Fred began by announcing that the trip to Madrid was canceled, catching everyone except the FBI agents in Paris by surprise. This particularly embarrassed our agent in Madrid, because he’d already spent a lot of time with the Spanish police securing SWAT, surveillance, intelligence, and undercover support. The Boston supervisor cited unnamed “security issues” in Spain, suggesting that the police there were not trustworthy.

What’s more, Fred made it clear he was furious that I’d been making arrangements without clearing every detail with him. “There are communication issues here,” he said. “We’ve got to be careful not to leave people out of the loop.” Fred chastised me for directly contacting the FBI agent in Madrid. I reminded Fred that Eric had already obtained Headquarters’ approval for me to make the appropriate contacts in Spain—and that I knew our man in Madrid from the Koplowitz case. Fred didn’t care. “Not your job, Wittman. I’m in charge.”

I backed off for now. I didn’t care if these guys barked at me. Whatever it took to move forward.

But I knew we’d never recover the Gardner paintings if we operated by committee.

After the conference call, I needed some air. I began wandering around the office, and landed at the desk of my friend Special Agent Jerri Williams, a twenty-four-year veteran and the FBI’s spokesperson in Philadelphia. She’d replaced Linda Vizi, who’d retired.

“You don’t look too good,” Jerri said.

I told Jerri about the conference call.

She frowned. “It sounds like the kind of turf-war crap we get whenever we deal with other agencies, not inside the Bureau.” She was right. The major federal law-enforcement agencies—especially
the FBI, DEA, IRS, ATF, and Immigration Customs Enforcement—almost always wrestled for control of joint investigations; the public would be surprised to learn how often different law enforcement agencies hid things from one other, or tried to squeeze each other out. Jerri said, “Not getting much help from headquarters?”

“I’m trying, but…”

“Yeah, well, you know Boston isn’t going to give up a case like this.”

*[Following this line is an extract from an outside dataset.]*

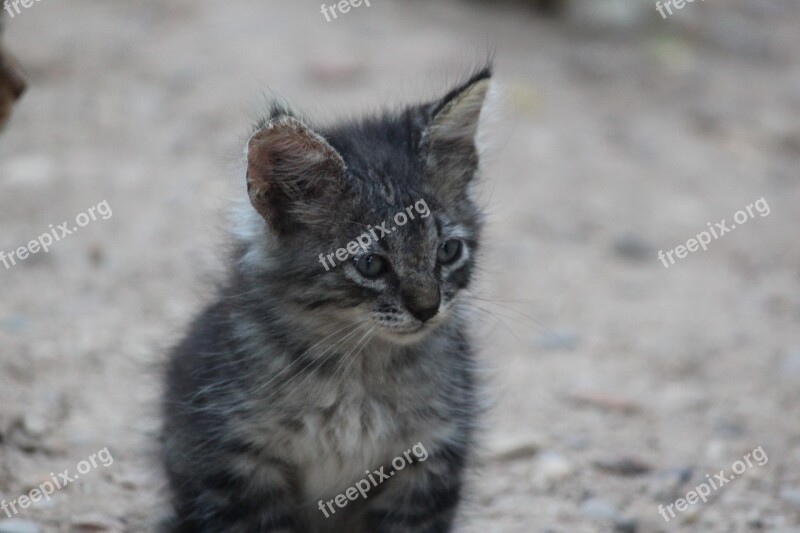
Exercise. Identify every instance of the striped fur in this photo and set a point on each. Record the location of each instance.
(298, 379)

My concern only grew in the weeks that followed, as I found myself spending a great deal of time juggling calls between Eric in Washington, Fred and Geoff Kelly in Boston, and the agents stationed at U.S. embassies in Europe. Since I needed to verify what Sunny and Laurenz were telling me, I kept in close contact with Pierre, whose art crime investigators were wiretapping their phones. We agreed to check in every Thursday morning. On one of those calls, he warned me that his French bosses weren’t happy that the case might be shifting to Spain. They would fiercely resist the move.